Tom Baker has lived in The Triangle since 1975. “Our children were 2 and 6 years old when we moved here,” he says. “I worked downtown, so I walked to work for many years. Having bus transportation as an option in bad weather was great, too.
“We liked the diversity of the neighborhood, and the kids grew up with a mix of friends. Our kids went to Wilmington Friends. Our daughter had started there before we even thought of moving here. I think one real advantage of living here is that our kids grew up colorblind.”
One more key point: You’ll be involved with an active, tight-knit, totally wired civic association that counts a few key city officials among its membership.
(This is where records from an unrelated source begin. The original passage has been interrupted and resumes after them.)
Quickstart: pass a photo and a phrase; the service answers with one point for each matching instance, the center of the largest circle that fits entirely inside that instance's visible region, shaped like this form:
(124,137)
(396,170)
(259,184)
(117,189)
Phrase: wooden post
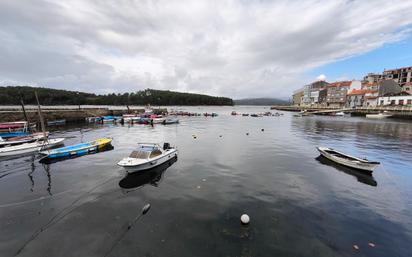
(25,114)
(43,127)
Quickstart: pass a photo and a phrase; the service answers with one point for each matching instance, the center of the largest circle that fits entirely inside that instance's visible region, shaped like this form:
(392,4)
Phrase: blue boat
(77,150)
(15,134)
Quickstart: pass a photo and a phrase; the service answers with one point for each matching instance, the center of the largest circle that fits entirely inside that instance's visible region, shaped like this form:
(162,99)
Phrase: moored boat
(56,122)
(30,147)
(381,115)
(78,149)
(347,160)
(170,121)
(147,156)
(21,139)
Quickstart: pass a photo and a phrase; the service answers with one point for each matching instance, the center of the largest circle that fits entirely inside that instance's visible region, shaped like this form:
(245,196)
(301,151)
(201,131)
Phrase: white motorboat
(33,147)
(381,115)
(347,160)
(147,156)
(20,140)
(158,120)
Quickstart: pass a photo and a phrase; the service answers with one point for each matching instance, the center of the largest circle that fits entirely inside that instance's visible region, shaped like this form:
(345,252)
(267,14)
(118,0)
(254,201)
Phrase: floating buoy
(244,219)
(146,208)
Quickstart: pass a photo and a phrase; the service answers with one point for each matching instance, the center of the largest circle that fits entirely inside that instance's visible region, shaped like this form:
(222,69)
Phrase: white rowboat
(147,156)
(382,115)
(30,147)
(347,160)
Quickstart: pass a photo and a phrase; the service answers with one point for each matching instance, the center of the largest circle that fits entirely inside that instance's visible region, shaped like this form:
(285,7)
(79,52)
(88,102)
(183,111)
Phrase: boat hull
(151,163)
(29,147)
(366,167)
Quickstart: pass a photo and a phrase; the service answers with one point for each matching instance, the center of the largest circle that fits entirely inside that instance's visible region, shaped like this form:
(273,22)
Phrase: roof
(360,92)
(366,85)
(340,84)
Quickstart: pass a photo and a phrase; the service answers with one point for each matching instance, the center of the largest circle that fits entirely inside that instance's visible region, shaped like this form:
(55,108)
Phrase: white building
(395,100)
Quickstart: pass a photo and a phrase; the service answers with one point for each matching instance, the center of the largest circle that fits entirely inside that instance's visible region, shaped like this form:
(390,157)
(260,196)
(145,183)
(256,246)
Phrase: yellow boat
(79,149)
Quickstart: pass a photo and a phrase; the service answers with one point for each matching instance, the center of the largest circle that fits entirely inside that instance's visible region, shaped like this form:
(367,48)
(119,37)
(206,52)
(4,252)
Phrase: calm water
(299,205)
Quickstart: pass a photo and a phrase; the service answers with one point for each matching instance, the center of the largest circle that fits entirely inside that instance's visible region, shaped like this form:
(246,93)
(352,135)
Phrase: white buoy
(244,219)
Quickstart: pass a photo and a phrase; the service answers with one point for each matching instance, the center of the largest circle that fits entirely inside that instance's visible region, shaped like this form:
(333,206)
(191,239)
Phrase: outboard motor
(166,146)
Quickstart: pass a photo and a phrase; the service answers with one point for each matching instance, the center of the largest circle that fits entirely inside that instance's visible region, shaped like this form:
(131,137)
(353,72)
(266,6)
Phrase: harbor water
(266,167)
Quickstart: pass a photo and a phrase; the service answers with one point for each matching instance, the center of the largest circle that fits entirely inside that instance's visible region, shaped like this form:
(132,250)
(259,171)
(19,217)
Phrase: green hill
(48,96)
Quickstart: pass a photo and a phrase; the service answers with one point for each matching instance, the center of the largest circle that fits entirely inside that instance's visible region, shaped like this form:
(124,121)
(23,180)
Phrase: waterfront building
(312,92)
(386,87)
(297,97)
(372,78)
(407,88)
(336,93)
(355,98)
(400,100)
(400,76)
(371,98)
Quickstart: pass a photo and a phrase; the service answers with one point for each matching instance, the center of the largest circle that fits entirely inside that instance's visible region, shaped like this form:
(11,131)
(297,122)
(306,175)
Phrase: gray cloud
(231,48)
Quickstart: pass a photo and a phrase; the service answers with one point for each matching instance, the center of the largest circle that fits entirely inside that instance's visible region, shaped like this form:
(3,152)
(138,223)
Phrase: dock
(404,112)
(72,114)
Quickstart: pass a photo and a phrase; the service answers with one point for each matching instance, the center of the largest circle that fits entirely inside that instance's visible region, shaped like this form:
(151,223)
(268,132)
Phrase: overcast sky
(231,48)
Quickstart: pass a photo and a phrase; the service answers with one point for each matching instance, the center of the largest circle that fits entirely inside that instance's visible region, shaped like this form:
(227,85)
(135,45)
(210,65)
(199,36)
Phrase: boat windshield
(140,154)
(145,152)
Triangle Neighborhood Association president Howard Sholl describes the place this way: “Beautiful, well-built homes that actually have some character and great neighbors you actually get to meet and know.”
Shannon and Lisa Stevens have lived in The Triangle for three years. They cherish the fact that their two small children can play with several other kids on their block. “They play out front and go to each other’s houses,” says Shannon, a marketing consultant. “We can even hear the marching bands and the games at Baynard Stadium.
“The interesting thing about The Triangle is that you live in the city, yet you have the feeling that you’re outside the city, largely because we’re so close to Brandywine Park,” says Stevens. “It’s just a nice little pocket.”
Hop across Pennsylvania Avenue from Trolley Square to find another neighborhood that rivals The Triangle for novelty and tranquility. Cool Spring-Tilton Park is chock-a-block with beautiful Queen Anne homes and other beautiful options in the vicinity of the renovated Cool Spring Reservoir—now a giant urban park—to be had at prices from $100,000 to $650,000.
“I bought a 2,800-square foot home here in Cool Spring for the same amount of money that would have purchased about 1,500-square feet in Trolley,” says Ed Weirauch, vice president of the Cool Spring-Tilton Park Neighborhood Association. “We have plenty of green space to go along with the reservoir. And many of our homes feature large backyards, by urban standards.”
Sending your daughter to Padua or Ursuline Academy? She can walk. Dinner out on the neighborhood? You’ll have to join the swanky University and Whist Club. Best party in the neighborhood? The annual Greek Festival at Holy Trinity Greek Orthodox Church.
Weirauch points out that about 100 homes are listed on the National Register of Historic Places. “We’re a diverse community of artists, musicians as well as craftsmen,” says Weirauch, “all of whom are within easy walking distance of downtown.”